查看文章

The Robot Operating System 2 (ROS) is the de-facto standard for robotic software development, with a wide application in diverse safety-critical domains. There are many efforts in testing that seek to deliver a more secure ROS codebase. However, existing testing methods are often inadequate to capture the complex and stateful behaviors inherent to ROS deployments, resulting in limited testing effectiveness. In this paper, we propose R2D2, a ROS system fuzzer that leverages ROS’s runtime states as guidance to increase fuzzing effectiveness and efficiency. Unlike traditional fuzzers, R2D2 employs a systematic instrumentation strategy that captures the system’s runtime behaviors and profiles the current system state in real-time.

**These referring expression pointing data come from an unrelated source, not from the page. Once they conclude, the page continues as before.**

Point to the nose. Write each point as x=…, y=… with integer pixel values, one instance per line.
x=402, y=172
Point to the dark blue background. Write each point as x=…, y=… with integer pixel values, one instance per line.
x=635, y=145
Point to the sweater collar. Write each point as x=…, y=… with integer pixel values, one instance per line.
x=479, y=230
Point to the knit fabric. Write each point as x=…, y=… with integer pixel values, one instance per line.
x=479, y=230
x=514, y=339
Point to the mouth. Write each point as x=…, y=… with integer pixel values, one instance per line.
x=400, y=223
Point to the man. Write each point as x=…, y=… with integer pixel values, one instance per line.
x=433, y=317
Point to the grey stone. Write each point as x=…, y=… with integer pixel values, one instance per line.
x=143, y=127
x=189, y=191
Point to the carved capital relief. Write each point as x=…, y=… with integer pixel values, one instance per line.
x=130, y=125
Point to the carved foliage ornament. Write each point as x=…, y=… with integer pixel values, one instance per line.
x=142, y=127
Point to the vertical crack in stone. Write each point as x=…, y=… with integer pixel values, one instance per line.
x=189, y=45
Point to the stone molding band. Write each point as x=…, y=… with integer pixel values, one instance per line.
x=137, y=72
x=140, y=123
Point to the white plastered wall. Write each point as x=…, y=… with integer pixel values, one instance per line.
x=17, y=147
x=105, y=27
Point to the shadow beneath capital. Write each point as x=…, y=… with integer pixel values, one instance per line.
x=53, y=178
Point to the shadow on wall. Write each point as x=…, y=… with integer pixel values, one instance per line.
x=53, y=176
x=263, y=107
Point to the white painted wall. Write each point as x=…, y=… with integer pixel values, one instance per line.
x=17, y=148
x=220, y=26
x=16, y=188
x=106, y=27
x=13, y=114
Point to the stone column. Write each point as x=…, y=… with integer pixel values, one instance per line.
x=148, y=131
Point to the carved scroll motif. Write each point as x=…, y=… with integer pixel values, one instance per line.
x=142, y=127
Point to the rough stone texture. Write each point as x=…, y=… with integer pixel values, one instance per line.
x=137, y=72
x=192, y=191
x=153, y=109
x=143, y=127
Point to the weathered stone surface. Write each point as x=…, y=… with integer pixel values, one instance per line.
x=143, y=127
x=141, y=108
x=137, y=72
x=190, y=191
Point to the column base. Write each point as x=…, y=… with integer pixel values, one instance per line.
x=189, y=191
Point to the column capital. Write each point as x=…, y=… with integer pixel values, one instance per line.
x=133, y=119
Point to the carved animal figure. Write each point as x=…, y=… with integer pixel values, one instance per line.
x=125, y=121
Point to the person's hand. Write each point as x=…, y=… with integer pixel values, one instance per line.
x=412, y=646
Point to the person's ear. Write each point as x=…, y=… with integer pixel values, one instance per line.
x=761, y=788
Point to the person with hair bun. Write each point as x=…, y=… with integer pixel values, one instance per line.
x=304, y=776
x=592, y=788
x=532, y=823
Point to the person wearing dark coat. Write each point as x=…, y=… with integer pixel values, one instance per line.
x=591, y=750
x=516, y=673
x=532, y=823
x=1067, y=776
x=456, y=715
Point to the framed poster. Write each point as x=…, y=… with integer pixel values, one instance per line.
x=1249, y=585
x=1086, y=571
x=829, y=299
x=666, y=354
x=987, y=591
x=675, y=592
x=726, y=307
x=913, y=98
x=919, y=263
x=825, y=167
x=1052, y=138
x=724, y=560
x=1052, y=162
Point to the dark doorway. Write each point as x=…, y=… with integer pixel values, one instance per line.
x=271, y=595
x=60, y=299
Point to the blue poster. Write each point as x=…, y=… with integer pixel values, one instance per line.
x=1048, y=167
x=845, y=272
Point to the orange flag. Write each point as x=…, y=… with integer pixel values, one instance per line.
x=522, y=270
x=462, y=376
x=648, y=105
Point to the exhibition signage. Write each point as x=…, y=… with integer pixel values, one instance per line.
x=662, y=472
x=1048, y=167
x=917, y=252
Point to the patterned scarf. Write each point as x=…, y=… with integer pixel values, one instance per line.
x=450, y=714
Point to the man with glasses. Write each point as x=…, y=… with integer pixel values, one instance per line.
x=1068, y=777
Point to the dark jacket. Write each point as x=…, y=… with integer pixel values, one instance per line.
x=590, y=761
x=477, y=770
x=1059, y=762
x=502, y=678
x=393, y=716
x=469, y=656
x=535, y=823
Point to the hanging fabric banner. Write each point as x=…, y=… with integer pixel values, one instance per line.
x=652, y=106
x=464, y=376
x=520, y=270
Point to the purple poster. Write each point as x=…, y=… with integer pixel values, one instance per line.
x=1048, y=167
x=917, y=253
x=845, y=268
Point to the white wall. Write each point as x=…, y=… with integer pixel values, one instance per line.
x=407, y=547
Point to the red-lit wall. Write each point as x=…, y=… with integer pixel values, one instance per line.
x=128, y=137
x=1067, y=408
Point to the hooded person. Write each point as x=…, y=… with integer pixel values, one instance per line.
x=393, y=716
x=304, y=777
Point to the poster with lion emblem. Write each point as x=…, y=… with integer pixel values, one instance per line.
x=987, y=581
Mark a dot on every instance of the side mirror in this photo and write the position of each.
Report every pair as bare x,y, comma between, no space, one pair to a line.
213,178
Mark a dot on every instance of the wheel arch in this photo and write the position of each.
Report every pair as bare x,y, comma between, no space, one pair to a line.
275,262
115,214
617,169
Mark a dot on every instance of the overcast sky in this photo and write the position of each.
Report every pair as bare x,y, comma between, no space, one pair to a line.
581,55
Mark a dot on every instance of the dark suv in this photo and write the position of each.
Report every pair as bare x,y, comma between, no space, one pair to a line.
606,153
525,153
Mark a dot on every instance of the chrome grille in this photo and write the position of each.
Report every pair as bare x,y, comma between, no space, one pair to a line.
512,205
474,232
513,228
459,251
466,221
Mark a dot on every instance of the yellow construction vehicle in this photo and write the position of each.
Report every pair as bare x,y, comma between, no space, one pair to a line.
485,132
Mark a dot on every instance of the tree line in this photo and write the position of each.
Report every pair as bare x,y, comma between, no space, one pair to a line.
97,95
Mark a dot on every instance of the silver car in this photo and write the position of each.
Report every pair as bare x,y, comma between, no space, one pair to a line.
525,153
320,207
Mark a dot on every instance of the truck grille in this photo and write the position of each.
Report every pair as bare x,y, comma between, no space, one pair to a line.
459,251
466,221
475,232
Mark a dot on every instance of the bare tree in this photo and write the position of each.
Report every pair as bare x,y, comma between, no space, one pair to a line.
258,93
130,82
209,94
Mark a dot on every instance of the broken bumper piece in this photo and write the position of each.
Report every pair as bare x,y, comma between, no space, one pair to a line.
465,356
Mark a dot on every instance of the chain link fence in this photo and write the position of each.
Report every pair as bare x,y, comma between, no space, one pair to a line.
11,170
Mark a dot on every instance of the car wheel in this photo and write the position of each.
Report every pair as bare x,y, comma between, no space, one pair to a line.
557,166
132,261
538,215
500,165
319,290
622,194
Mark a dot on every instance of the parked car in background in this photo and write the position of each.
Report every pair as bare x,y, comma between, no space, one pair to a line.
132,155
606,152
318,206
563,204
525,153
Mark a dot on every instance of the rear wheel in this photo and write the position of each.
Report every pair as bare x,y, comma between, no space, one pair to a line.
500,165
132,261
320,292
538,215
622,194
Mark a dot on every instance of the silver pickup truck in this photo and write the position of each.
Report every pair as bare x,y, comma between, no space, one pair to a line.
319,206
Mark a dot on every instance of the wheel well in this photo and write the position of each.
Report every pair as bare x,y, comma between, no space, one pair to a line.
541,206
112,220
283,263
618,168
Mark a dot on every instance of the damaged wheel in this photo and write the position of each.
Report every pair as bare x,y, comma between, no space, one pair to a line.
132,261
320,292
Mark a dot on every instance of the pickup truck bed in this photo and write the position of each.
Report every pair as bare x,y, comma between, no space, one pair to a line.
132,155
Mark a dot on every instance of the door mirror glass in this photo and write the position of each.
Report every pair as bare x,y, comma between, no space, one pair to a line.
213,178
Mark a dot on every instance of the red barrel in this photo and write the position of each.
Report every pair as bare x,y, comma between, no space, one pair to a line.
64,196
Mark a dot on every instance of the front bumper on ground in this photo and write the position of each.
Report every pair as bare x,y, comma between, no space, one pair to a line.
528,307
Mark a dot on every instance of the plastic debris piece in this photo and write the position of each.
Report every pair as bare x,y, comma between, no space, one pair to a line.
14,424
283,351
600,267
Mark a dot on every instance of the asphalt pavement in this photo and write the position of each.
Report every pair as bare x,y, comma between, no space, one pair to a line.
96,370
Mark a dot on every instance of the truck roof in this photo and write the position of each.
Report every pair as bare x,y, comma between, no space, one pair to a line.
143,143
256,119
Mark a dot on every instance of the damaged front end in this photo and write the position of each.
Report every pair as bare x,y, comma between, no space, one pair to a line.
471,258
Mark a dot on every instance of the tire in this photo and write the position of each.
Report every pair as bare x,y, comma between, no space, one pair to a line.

This approach provides a more in-depth understanding of system behaviors, thereby facilitating a more insightful exploration of ROS’s extensive state space. For evaluation, we applied it to four well-known ROS applications. Our evaluation shows that R2D2 achieves an improvement of 3.91× and 2.56× in code coverage compared to state-of-the-art ROS fuzzers, including Ros2Fuzz and RoboFuzz, while also uncovering 39 previously unknown vulnerabilities, with 6 fixed in both ROS runtime and ROS applications. For its runtime overhead, R2D2 maintains an average execution and memory usage overhead with 10.4% and 1.0% in respect, making R2D2 effective in ROS testing.